Ogni giorno salvano decine di cuccioli, ma anche cagnolini più anziani dalla cattiveria dell’essere umano, che li abbandona al loro triste destino tra i pericoli della strada. Specie in questo periodo, con la nuova emergenza Covid, tornano gli sciacalli che, pur di arginare le restrizioni, arrivano addirittura a strumentalizzare i poveri animali. Così accade che, come già successo con il lockdown della primavera scorsa, aumentino le richieste di adozioni da parte di chi in realtà non ha nessun interesse a prendersi cura di un cane. A lanciare l’allarme è Carmela Vitale, detta Melina, storica portavoce dell’associazione Rifugio La Fenice A.d.l.a. (Associazione difesa libertà animali) onlus di Ponticelli. Da 21 anni Melina e gli altri volontari occupano la struttura di proprietà comunale in via Virginia Woolf, accogliendo ad oggi 200 randagi. «Adesso sono aumentate le adozioni di cani adulti – spiega Melina – ma già durante la prima quarantena ci chiedevano cani in prestito. Con la nuova emergenza sanitaria ci arrivano tantissime richieste che in realtà nascondono solo l’interesse a poter uscire di casa a tutte le ore in barba ai vari decreti. Come ce ne accorgiamo? Semplice. Quando chiediamo di che taglia lo preferiscano, la risposta è sempre la stessa: qualsiasi taglia va bene». 

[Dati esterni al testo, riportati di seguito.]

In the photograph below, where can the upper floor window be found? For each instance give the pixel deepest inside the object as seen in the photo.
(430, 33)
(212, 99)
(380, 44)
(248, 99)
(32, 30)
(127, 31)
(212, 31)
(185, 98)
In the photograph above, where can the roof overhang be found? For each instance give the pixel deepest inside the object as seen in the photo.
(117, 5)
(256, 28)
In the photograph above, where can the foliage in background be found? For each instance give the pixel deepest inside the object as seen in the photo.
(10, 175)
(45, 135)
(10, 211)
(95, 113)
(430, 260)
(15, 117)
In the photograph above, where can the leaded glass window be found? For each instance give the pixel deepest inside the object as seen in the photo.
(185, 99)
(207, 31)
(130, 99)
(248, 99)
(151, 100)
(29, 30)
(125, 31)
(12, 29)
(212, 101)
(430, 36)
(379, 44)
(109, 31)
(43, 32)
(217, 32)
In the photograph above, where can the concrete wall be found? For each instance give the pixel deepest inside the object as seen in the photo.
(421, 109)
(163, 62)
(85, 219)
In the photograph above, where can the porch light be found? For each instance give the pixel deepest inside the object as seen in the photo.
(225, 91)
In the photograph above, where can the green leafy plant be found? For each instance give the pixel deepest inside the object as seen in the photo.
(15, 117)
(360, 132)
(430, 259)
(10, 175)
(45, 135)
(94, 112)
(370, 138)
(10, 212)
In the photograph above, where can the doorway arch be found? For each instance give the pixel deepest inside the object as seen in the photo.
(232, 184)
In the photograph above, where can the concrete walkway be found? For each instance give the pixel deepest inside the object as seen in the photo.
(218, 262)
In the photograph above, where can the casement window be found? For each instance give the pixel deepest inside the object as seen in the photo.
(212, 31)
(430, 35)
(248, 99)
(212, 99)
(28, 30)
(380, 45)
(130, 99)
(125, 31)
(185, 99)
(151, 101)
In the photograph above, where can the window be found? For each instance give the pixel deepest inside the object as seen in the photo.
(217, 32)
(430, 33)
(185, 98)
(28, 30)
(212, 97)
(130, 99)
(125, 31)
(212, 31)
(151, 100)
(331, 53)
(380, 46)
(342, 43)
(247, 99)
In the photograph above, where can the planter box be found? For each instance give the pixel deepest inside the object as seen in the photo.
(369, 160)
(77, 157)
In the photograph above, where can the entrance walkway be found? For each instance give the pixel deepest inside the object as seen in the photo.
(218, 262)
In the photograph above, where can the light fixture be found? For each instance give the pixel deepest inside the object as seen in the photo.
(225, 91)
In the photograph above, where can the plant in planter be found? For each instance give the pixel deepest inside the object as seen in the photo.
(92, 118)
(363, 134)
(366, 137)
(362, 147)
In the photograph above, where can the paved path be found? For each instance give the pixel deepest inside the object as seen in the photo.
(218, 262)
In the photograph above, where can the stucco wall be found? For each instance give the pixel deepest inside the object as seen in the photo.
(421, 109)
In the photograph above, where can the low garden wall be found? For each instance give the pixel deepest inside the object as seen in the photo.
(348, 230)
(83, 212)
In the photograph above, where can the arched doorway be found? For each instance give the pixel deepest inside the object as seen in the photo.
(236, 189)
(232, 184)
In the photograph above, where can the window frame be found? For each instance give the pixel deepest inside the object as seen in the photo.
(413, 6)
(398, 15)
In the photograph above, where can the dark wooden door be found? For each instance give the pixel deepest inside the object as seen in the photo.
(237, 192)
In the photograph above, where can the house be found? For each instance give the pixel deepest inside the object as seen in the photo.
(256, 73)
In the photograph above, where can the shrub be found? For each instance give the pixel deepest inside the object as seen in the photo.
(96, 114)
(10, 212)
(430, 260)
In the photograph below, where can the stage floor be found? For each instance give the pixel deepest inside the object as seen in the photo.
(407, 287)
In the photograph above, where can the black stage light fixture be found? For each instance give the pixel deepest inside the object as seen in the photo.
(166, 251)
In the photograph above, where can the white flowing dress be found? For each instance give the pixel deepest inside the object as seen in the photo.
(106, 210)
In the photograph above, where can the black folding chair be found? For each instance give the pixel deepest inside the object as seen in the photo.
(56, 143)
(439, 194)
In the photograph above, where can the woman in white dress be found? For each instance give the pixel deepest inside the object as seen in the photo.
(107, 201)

Eppure nonostante le difficoltà, non ultima quella che ha riguardato l’odissea della fornitura idrica per la struttura («finora ce la dava la vicina caserma dei vigili del fuoco, poi per fortuna l’abbiamo riavuta dopo che ci hanno risistemato i contatori dell’acqua»), l’eterno problema del Rifugio riguarda il terreno che lo ospita. «Lo abbiamo avuto in comodato d’uso dal Comune. Attualmente occupiamo una particella di quel terreno. Ma per l’Asl 2mila metri quadrati era uno spazio piccolo e quindi non idoneo. Allora chiedemmo di avere l’area attigua per lo sgambamento degli animali, ma siamo ancora in attesa. In pratica saremmo abusivi dove siamo oggi». Tuttavia Melina e gli altri volontari continuano ad andare avanti per amore di questi cani, in mezzo a mille problemi. «Se si rompe un box dobbiamo pagare un ferraio. Fino a prima che scoppiasse la pandemia facevamo un banchetto ogni domenica a piazza Trieste e Trento, che ora è sospeso per ovvi motivi. Intanto le spese ci sono, a cominciare dai 4mila euro che mensilmente ci costa la sede. Fino al cibo per i cani: due bancali al mese, ossia 3 buste di crocchette da 20 chili al giorno per 200 cani costano e da soli non ce la facciamo». Paradossalmente Melina e i suoi colleghi continuano la battaglia contro il randagismo: «nelle ultime settimane hanno abbandonato fuori al cancello un pitbull di 8 mesi, un maltesino con una malattia cutanea e tre cuccioli. Nonostante i tanti problemi, continuiamo ad accogliere tutti, perché per strada sarebbero andrebbero incontro a una morte certa», conclude.